Y decirte alguna estupidez, por ejemplo, te ceso
Escuchando las disertaciones de Julián Lanzarote –Alcalde enamorado de si mismo- sobre la prensa rosa, la oposición socialista, la espantá de Isabel Bernardo, o sus ocurrencias a modo de “gracia” sobre Marta del Castillo y la trama del PP, he recordado a Martín Casariego cuando decía que “enamorarse es volver a no tener uso de razón”. La cita es de una novela de título premonitorio: “La primavera corta, el largo invierno”. Y es que aunque el anticiclón de las Azores ha concedido una tregua tras un duro invierno, con Lanzarote nunca escampa.
Lejos de asumir con dignidad democrática la necesidad de dar explicaciones allí donde procede, el Partido Popular volvió a ningunear no ya al PSOE, sino a toda la ciudadanía (incluida la que vota a Lanzarote) negándose a responder en el Pleno a las cuestiones suscitadas en torno a la dimisión de Isabel Bernardo, el cese reconvertido en continuidad de Javier Panera y el “si te he visto no me acuerdo” de Lanzarote para con Javier Castro, utilizado para la ocasión por las huestes populares.
Las prisas de Lanzarote para finalizar la sesión plenaria extraordinaria contrastaron como siempre con la plena disposición del portavoz popular Fernando Rodríguez para atender a la prensa en una “conferencia” en las que sólo responde a lo que le interesa. Una doble ofensa: por un lado, a los ciudadanos, porque la responsabilidad del Gobierno se ejerce ante el órgano soberano para controlarlo (el Pleno); y por otro, a la inteligencia de los propios periodistas, al convocarles a un mitin después de haber evitado el debate.

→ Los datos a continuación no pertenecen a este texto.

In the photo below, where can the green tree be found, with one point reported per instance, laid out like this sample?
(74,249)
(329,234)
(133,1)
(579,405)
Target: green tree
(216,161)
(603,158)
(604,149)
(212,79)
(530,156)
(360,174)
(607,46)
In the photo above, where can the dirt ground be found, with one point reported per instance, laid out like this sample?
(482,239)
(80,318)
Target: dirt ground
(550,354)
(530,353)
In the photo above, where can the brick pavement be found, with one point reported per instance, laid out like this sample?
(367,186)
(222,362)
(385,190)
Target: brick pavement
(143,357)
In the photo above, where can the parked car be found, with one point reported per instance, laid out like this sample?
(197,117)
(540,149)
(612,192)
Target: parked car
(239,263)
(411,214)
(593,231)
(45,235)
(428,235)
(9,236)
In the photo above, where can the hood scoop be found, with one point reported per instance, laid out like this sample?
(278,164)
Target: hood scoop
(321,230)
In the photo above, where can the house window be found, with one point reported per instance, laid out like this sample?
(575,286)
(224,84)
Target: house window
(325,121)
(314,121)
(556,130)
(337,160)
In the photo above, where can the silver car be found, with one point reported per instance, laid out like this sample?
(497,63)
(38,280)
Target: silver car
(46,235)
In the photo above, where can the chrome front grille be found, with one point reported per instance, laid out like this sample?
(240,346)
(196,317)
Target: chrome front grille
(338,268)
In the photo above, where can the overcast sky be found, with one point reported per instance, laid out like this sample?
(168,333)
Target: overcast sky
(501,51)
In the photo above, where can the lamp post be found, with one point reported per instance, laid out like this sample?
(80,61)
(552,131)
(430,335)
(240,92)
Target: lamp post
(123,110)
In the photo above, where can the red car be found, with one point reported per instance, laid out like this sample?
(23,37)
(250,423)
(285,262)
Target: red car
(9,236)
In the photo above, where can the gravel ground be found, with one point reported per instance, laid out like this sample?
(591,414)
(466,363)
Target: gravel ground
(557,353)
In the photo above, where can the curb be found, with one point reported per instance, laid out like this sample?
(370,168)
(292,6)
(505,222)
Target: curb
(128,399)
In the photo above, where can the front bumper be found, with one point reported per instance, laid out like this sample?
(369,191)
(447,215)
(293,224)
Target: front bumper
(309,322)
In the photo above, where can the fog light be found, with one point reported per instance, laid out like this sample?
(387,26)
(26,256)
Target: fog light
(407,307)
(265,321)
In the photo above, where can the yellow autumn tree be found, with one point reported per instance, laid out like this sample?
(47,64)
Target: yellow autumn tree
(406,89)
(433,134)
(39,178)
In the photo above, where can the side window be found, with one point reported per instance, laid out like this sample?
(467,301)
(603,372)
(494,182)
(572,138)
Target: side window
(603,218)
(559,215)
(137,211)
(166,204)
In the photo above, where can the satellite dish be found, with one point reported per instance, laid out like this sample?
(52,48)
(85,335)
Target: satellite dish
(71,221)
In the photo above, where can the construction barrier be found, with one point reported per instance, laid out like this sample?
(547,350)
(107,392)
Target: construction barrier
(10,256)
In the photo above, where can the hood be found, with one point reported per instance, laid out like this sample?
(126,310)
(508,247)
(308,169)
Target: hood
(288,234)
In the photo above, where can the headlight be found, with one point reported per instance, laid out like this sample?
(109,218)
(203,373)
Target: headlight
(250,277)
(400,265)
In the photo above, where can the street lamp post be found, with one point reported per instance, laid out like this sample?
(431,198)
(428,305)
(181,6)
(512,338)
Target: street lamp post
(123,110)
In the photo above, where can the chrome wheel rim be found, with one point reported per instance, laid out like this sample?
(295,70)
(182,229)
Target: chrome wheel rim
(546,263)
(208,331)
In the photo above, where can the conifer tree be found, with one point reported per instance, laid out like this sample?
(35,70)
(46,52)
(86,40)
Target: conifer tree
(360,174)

Tras la maraña de nombres propios y de dimes y diretes, destaca la arbitraria política del Ayuntamiento de Salamanca en una materia que debería servir a la ciudad para convertirse en una referencia: la cultura.

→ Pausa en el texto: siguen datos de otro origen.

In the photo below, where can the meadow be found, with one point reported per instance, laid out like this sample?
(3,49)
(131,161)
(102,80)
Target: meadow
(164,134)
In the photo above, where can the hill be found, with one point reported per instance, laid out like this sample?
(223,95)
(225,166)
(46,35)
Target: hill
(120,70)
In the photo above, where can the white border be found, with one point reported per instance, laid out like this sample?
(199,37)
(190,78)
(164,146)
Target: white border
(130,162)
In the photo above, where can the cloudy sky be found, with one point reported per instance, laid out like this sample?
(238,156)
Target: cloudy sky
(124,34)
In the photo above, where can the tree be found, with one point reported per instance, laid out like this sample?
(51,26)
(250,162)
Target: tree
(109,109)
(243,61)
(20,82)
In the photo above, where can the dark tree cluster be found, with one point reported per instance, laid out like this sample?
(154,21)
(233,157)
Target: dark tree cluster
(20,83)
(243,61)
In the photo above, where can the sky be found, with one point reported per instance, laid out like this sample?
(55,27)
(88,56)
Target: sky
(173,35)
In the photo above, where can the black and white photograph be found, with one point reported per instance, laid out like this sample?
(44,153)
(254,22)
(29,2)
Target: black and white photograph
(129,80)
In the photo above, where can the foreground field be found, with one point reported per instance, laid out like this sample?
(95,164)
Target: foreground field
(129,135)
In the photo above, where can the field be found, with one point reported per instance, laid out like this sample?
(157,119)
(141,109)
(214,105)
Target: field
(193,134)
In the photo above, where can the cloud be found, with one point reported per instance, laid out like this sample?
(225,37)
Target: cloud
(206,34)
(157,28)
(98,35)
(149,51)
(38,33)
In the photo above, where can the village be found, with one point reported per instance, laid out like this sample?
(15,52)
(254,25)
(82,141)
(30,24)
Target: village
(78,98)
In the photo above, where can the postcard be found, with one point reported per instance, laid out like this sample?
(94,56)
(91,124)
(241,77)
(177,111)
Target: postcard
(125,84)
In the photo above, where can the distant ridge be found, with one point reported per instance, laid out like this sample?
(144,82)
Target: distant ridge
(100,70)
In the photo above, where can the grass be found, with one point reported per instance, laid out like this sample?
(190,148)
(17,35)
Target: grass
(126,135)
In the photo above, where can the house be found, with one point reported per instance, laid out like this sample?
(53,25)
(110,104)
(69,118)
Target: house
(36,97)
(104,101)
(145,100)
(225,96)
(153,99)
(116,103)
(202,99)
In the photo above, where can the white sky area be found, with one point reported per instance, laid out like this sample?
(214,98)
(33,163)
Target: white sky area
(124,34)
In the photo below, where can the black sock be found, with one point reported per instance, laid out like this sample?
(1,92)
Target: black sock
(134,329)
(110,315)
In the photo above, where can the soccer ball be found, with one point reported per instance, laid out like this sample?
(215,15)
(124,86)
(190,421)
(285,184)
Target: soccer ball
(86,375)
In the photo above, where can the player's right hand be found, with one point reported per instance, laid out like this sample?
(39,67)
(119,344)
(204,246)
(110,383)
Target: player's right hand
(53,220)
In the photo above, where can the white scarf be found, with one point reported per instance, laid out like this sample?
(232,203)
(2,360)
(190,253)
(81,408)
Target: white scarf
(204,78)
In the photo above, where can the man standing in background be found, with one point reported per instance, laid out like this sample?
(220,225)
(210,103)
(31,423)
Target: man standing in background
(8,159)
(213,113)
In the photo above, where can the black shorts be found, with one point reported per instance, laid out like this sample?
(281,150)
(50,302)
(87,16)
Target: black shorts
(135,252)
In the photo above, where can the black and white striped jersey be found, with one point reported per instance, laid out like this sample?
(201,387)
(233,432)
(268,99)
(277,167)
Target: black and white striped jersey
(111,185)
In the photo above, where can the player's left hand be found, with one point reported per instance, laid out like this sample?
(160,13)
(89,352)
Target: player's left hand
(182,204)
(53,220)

En los últimos ocho años han sido sonados los escándalos culturales provocados por decisiones personalísimas –conflicto de la Casa Lis, despido improcedente de quince Trabajadores de la Fundación Cultural, cuasi-ceses del Domus Artium, conflicto con los “amordazados”- y omisiones censurables –supiese algo o no de los anónimos, Lanzarote debió dimitir-. Sin duda alguna sería interesante conocer las verdaderas razones que llevaron a Isabel Bernardo a abandonar sus cargos, pero lo relevante es saber si el Alcalde tiene proyecto político (y) cultural más allá de sus espasmos biliares y sus exabruptos de los que tan orgulloso está. Que Lanzarote diga no saber nada (de nada) es tan zafio como cuando Jesús Gil se encomendaba a su caballo Imperioso para dilucidar la continuidad de sus entrenadores.
Juan, el protagonista adolescente de otra novela de Casariego, decía que “el amor (…) vuelve a la gente medio estúpida y le cambia el carácter”. Nunca sabremos si entre Lanzarote y Panera-Castro-Bernardo hubo amor verdadero, pero de lo que no cabe ninguna duda, es que a Panera, el único que hoy continúa, fue al que dijeron alguna estupidez, por ejemplo, te ceso.